An RBP4 promoter polymorphism increases risk of type 2 diabetes

AIMS/HYPOTHESIS: Retinol-binding protein 4 (RBP4), originally known for retinol transport, was recently identified as an adipokine affecting insulin resistance. The RBP4 −803GA promoter polymorphism influences binding of hepatic nuclear factor 1α and is associated with type 2 diabetes in case–control studies. We hypothesised that the RBP4 −803GA polymorphism increases type 2 diabetes risk at a population-based level. In addition, information on retinol intake and plasma vitamin A levels enabled us to explore the possible underlying mechanism.
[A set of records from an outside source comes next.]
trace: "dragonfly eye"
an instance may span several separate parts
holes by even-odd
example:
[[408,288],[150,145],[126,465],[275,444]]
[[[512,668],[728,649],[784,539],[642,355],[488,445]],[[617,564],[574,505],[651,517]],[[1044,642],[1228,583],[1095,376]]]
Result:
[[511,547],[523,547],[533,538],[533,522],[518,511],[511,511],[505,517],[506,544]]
METHODS: In the Rotterdam Study, a prospective, population-based, follow-up study, the −803GA polymorphism was genotyped. In Cox proportional hazards models, associations of the −803GA polymorphism and retinol intake with type 2 diabetes risk were examined. Moreover, the interaction of the polymorphism with retinol intake on type 2 diabetes risk was assessed. In a subgroup of participants the association of the polymorphism and vitamin A plasma levels was investigated. RESULTS: Homozygous carriers of the −803A allele had increased risk of type 2 diabetes (HR 1.83; 95% CI 1.26–2.66). Retinol intake was not associated with type 2 diabetes risk and showed no interaction with the RBP4 −803GA polymorphism. Furthermore, there was no significant association of the polymorphism with plasma vitamin A levels. CONCLUSIONS/INTERPRETATION: Our results provide evidence that homozygosity for the RBP4 −803A allele is associated with increased risk of type 2 diabetes in the Rotterdam population. This relationship was not clearly explained by retinol intake and vitamin A plasma levels. Therefore, we cannot differentiate between a retinol-dependent or -independent mechanism of this RBP4 variant.